Recently LMNTRIX threat intelligence has observed a sudden spike in open-source ransomware across the Dark Web, and HiddenTear is topping the list. The initial propagation of HiddenTear was from a Github project started by UtkuSen, with a disclaimer that the code was published for educational purposes.
Korean threat actors are believed to have taken over the HiddenTear project and have developed multiple variants of the ransomware in different programming languages. These variants now appear to be being traded openly on the Dark Web, raising the spectre of impending harm to a range of industries as the volume of harder-to-detect ransomware increases.
Our team has observed multiple such variants in the Dark Web. Below is a list of of HiddenTear ransomware variants that are available as of today:
The Dark Web appears to be fascinated with open-source ransomware, with selling boards everywhere calling it an “[OpenSource] Ransomware Recopilation”
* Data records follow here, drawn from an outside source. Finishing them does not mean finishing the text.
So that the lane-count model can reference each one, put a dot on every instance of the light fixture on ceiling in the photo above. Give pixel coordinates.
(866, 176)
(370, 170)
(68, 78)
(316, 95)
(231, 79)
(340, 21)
There are various types of open-source ransomware being sold in the dark markets, complete with download links and passwords. Some of the variants include the following:
Andr0id L0cker – Panel + Source Java
BasicLocker – Source C#
CryptoLocker – Source C#
CryptoWire – Source AutoIT
GO Ransomware – SourCe GO
HiddenTear – Source C#
M.D.Groot Ransomware – Source C#
MyLittleRansomware – Source C#
NxRansomware – Source + Panel C#
Shell Screen Locker – Source VB
YourRansom – Source GO
Here are a few screenshots showing some of them:
In order to validate the authenticity of some of these download links we tried to download the “Go Ransomware” sample – and –Bingo!– the download link proved active.
Code Analysis:
The “Main.go” module consists of an “If “ function (as shown in the highlighted section above) , and all files matching the condition are encrypted with the extension “.youransom”.
In the Filter function (below) we can see the suffix list, which are the file types for which the Ransomware performs the encryption.
The combination of open-source and the darknet is a significant one because it encourages the ready morphing of a possible limitless number of variants that will thwart detection. We will continue to monitor this trend.